Günümüz dünyasında 'en'ler, kimliğimizi tanımlayan sıfatlar haline geldi. Apple Cider Vinegar dizisindeki gibi, görünür olmak için 'en iyi', 'en kötü', 'en hasta' olmak gerekiyor. Ancak, sosyal medyanın etkisiyle, gerçeklik ve anlatı birbirine karıştı. Hastalıklar, acılar ve başarılar, sempati ve ilgi çekmek için kurgulanıyor. Gerçeklik yerine sempati, hakikat yerine anlatı tercih ediliyor.
Sosyal medyanın 'burnu' kaybettirdiği bir dünyadayız. Filtreler ve düzenlemelerle gerçeklik eğilip bükülüyor. Herkes, 'en'leri yarıştırarak dijital varlığını kanıtlamaya çalışıyor. Bedenler estetik kaygılarla yeniden şekilleniyor, algoritmalar tarafından onaylanmayan bedenler yetersiz kalıyor. İnsanlar, sosyal medya sayesinde kendilerini sürekli bir anlatının kahramanı olarak görüyor ve görünür olmak için çarpıcı hikayeler anlatmaya çalışıyor. Bu durum, sessizliğin ve mahremiyetin yerini, sürekli paylaşma ve görünür olma zorunluluğuna bırakıyor.

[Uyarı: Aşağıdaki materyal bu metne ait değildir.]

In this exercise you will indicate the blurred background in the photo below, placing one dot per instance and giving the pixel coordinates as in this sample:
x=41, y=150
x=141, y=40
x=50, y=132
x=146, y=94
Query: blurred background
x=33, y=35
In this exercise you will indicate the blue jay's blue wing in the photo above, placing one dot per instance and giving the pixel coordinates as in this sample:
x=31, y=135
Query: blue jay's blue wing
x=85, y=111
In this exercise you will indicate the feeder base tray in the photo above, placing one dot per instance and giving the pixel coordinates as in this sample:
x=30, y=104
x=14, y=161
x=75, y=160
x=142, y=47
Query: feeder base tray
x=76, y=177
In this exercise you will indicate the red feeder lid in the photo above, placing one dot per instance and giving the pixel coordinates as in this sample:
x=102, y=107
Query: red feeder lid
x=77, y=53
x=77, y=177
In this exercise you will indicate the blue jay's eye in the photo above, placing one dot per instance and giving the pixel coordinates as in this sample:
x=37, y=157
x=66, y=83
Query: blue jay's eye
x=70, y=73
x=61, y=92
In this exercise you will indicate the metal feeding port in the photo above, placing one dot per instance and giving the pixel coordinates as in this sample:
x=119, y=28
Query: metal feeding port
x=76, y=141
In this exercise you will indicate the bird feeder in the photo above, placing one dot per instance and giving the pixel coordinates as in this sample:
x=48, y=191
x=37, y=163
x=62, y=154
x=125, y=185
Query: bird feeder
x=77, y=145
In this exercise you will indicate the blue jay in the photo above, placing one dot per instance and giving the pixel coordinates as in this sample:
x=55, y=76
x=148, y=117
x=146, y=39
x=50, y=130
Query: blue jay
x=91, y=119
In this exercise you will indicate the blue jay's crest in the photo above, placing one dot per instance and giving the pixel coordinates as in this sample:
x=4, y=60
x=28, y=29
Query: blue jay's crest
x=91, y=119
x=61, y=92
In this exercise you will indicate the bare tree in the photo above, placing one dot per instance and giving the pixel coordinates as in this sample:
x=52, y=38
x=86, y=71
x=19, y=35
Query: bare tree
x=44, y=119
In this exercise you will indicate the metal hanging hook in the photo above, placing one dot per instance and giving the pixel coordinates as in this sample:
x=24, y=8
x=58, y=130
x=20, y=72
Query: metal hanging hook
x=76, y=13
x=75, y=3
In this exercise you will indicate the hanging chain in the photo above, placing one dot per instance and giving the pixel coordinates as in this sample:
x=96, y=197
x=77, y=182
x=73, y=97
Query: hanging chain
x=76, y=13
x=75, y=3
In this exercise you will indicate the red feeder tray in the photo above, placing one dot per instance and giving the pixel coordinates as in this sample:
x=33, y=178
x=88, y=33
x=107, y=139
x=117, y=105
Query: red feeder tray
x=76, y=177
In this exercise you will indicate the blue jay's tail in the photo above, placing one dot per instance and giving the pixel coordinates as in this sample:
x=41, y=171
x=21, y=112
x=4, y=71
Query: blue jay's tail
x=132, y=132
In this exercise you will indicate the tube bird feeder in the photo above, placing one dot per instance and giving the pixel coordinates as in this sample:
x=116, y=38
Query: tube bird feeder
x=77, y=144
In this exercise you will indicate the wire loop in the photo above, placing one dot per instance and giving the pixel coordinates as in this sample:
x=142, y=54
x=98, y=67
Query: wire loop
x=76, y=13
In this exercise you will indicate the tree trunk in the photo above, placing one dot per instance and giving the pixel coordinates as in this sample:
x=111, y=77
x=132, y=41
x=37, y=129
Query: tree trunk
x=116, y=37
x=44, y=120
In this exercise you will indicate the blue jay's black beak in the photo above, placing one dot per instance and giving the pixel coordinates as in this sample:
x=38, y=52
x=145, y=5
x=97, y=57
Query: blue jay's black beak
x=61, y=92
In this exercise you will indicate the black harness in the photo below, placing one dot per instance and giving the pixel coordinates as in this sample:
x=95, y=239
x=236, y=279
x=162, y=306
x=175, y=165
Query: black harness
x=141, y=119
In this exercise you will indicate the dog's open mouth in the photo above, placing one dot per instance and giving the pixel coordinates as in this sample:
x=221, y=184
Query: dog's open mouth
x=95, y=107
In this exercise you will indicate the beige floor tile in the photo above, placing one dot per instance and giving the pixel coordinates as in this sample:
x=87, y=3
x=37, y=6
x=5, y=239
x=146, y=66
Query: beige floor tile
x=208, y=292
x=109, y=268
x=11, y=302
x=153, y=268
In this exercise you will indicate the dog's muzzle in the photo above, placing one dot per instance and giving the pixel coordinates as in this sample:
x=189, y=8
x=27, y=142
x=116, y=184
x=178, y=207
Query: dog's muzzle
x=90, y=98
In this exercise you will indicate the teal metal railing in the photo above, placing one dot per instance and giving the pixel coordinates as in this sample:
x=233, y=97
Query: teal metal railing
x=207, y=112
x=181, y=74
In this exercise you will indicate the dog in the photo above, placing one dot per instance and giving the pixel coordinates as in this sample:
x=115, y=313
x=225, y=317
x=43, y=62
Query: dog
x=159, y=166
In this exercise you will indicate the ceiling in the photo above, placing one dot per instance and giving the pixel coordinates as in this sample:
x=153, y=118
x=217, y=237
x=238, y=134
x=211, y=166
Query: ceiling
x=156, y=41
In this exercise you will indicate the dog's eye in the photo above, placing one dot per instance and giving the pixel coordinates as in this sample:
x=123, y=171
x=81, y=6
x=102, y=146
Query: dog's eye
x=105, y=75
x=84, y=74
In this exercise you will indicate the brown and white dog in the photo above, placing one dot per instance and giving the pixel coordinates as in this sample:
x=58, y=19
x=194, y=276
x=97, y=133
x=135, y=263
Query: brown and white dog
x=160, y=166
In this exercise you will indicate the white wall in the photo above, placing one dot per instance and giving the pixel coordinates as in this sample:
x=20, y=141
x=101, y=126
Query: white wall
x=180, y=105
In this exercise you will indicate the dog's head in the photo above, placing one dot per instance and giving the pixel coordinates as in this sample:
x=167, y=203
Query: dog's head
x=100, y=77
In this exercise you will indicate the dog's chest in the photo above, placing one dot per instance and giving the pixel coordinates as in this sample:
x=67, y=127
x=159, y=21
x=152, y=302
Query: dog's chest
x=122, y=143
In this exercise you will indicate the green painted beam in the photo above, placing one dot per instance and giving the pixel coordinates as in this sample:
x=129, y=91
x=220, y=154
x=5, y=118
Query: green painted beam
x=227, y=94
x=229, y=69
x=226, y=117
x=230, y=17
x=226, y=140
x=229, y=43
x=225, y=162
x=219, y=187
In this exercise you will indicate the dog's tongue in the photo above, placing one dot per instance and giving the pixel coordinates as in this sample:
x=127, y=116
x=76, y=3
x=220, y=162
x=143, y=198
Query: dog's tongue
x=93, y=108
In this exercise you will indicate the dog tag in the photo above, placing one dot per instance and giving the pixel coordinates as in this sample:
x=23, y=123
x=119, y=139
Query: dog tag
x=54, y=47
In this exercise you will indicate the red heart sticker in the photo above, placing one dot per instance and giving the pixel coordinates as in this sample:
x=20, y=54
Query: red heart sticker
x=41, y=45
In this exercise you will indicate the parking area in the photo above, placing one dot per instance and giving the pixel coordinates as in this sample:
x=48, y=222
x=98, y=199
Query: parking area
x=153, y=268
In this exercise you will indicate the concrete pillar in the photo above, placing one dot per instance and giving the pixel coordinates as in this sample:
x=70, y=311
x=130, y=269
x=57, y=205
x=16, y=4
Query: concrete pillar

Sonuç olarak, modern birey, hem özel ve farklı olmak hem de herkes tarafından fark edilmek istiyor. Ancak, bu arayış, yeni bir çerçevenin içinde sıkışıp kalmamıza neden oluyor. İç ve dış, gerçek ve kurgu arasındaki sınırlar belirsizleşirken, özgürleşmek yerine yeni bir zorunluluk ortaya çıkıyor: Akışkan olmak, sürekli görünür kalmak. Ancak, belki de özgürleşmenin yolu, çerçevenin dışına çıkmak yerine, çerçevenin kendisini sorgulamaktan geçiyor.